Au Viêt-Nam -surtout au Tonkin- toute trace ou inscription quelconque de la présence de la France a été éradiquée et martelée, même dans le nom des rues. Seuls subsistent les poteaux en béton d’EDF et les vieilles locomotives diesel qui circulent cahin-caha sur des voies ferrées vétustes ; le réseau routier est lamentable. Mais la soif d’exister fait que ce pays est devenu un exportateur important de chaussures et de produits de la pêche, d’abord vers la France.
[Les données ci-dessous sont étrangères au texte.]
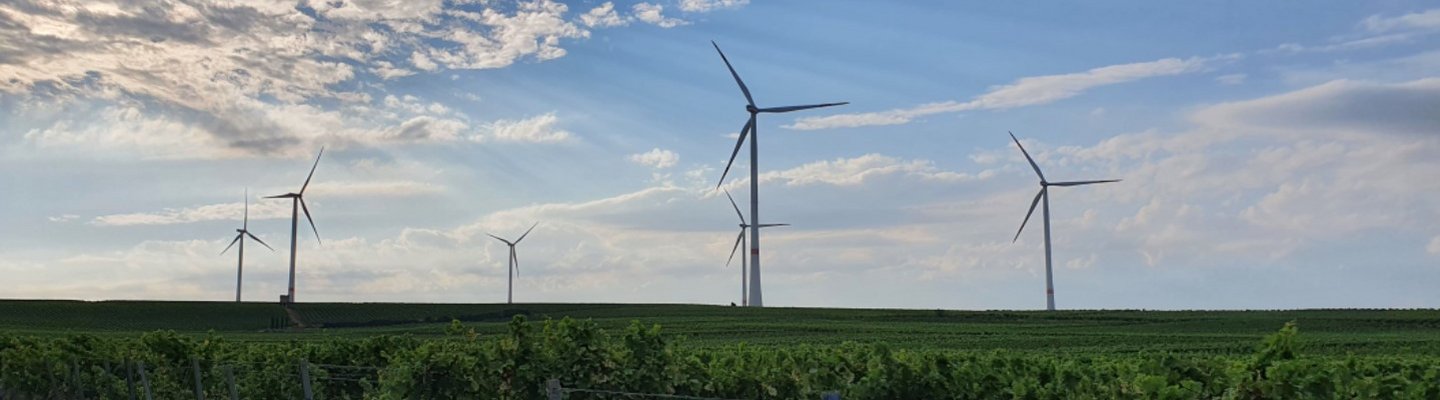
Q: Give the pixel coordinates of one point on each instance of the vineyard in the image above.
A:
(173, 350)
(516, 364)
Et surtout : « Ho Chu Tich muon nam ! » 1.000 ans de vie au Président HO !

Donneurs de leçons, fermez-la !

Nous n’avons pas besoin de ces donneurs de leçons, charlatans au service du Nouvel Ordre Mondial qui feraient bien mieux de balayer devant leur porte.

La France et l’Europe disposent des capacités et des ressources indispensables à leur développement et au bien-être de leurs peuples ; mais réfléchissons quand même sur ces faits incontestables :

  • Entre 1850 et 2016, la forêt en France a progressé de 7 à 15 millions d’hectares.
  • Chaque année, partout dans l’Hexagone, la forêt augmente de 40 à 50.000 hectares
  • Depuis 2013, 1,5 million d’habitants ont quitté les villes pour aller à la campagne, favorisant les circuits courts
  • En France, un produit parcourt 1.500 kms avant d’atterrir dans une assiette.
  • 90.000 camions convergent tous les jours vers Paris pour assurer l’alimentation de ses habitants
  • Tous les jours, 20% des automobilistes mettent plus d’une heure pour se rendre à leur travail
  • La production électrique en France vient à 75% du nucléaire, avec 16 sites et 59 réacteurs.
  • Entre 1970 et 2010, 350 stations de sports d’hiver ont dénaturé les Alpes, les Pyrénées, les Vosges et le Centre
  • Tous les ans on dénombre 1.400 festivals musicaux en France, sources de pollutions diverses
  • Pour assouvir la consommation des Européens, 90% du trafic des marchandises se passe sur mer avec des cargos de 20.000 conteneurs, qui polluent, chacun, autant que 1 million de voitures pendant 1 an.

Il est évident par ailleurs que les intérêts des pays d’Europe ne sont pas tous identiques et qu’il est arrogant de croire que l’Homme va sauver la Planète alors que la Nature et le Soleil se rient de nos gesticulations.

  

C’est pourquoi, le 26 mai, chaque Européen devra donc exprimer son choix en fonction de ses convictions.